Okay, dann erstmal in Deutsch 

Vorgabe für unser Projekt ist folgendes:

Ein Hotel mit:
Anzahl Zimmern
Anzahl Betten pro Zimmer (1 oder 2)

Nun haben wir diverse Funktionen und Klassen geschrieben um mit dem ganzen umgehen zu können.
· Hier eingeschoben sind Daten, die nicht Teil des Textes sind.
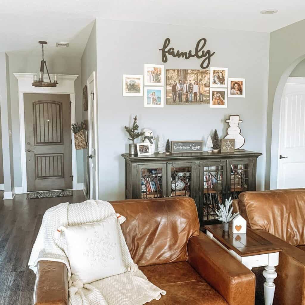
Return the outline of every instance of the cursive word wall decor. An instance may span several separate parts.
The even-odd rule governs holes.
[[[172,152],[202,152],[203,141],[172,141]]]
[[[210,50],[205,51],[203,49],[206,43],[206,39],[205,38],[202,38],[198,41],[196,44],[195,52],[193,54],[190,50],[188,52],[181,52],[178,50],[175,53],[175,49],[173,48],[170,47],[167,49],[167,48],[170,45],[170,39],[169,38],[167,38],[164,41],[163,47],[161,49],[159,49],[159,51],[162,51],[162,61],[163,63],[167,62],[167,54],[173,57],[178,57],[178,58],[181,57],[184,57],[185,59],[189,59],[192,57],[196,57],[198,59],[204,58],[201,62],[200,66],[202,69],[206,69],[210,66],[211,57],[215,54],[215,52],[211,53]],[[206,63],[206,62],[207,62]]]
Es gibt z.B.

- Datum (Tag Monat Jahr)
- Zimmer (Zimmer-Nr, Anzahl Betten)
- Kunde (Vorname, Nachname, Adresse, Kundennummer, ...)
- Reservierung (Reservierungsnummer, Kunde, Zimmer, Anfangsdatum Enddatum)

Alle Reservierungen sollen in einer Container-Klasse abgelegt werden.
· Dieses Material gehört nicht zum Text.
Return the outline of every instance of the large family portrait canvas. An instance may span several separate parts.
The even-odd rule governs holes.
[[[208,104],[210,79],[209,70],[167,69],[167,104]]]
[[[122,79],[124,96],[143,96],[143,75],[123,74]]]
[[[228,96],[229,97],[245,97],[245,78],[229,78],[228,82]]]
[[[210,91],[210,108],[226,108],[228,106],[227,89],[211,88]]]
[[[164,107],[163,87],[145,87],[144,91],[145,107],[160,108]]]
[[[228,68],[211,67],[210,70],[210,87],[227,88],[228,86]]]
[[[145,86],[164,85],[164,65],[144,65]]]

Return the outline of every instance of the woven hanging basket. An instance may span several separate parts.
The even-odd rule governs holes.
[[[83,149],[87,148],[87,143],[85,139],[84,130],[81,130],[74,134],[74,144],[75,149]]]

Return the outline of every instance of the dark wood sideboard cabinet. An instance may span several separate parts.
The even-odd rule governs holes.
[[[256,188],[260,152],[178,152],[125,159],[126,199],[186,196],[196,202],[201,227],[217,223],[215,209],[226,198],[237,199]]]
Nun soll folgendes geschehen:

Kunde A ruft im Hotel an und möchte ein 2-Bett-Zimmer für den Zeitraum 01.01.2009 bis 05.01.2009

2 Stunden später ruft Kunde B an und möchte ein 2-Bett-Zimmer für 31.12.2008 bis 04.01.2009

Die Reservierung von Kunde A wurde in einer arraylist abgelegt, mit dem zugeteilten Zimmer, Anfangsdatum, Enddatum, Reservierungsnummer.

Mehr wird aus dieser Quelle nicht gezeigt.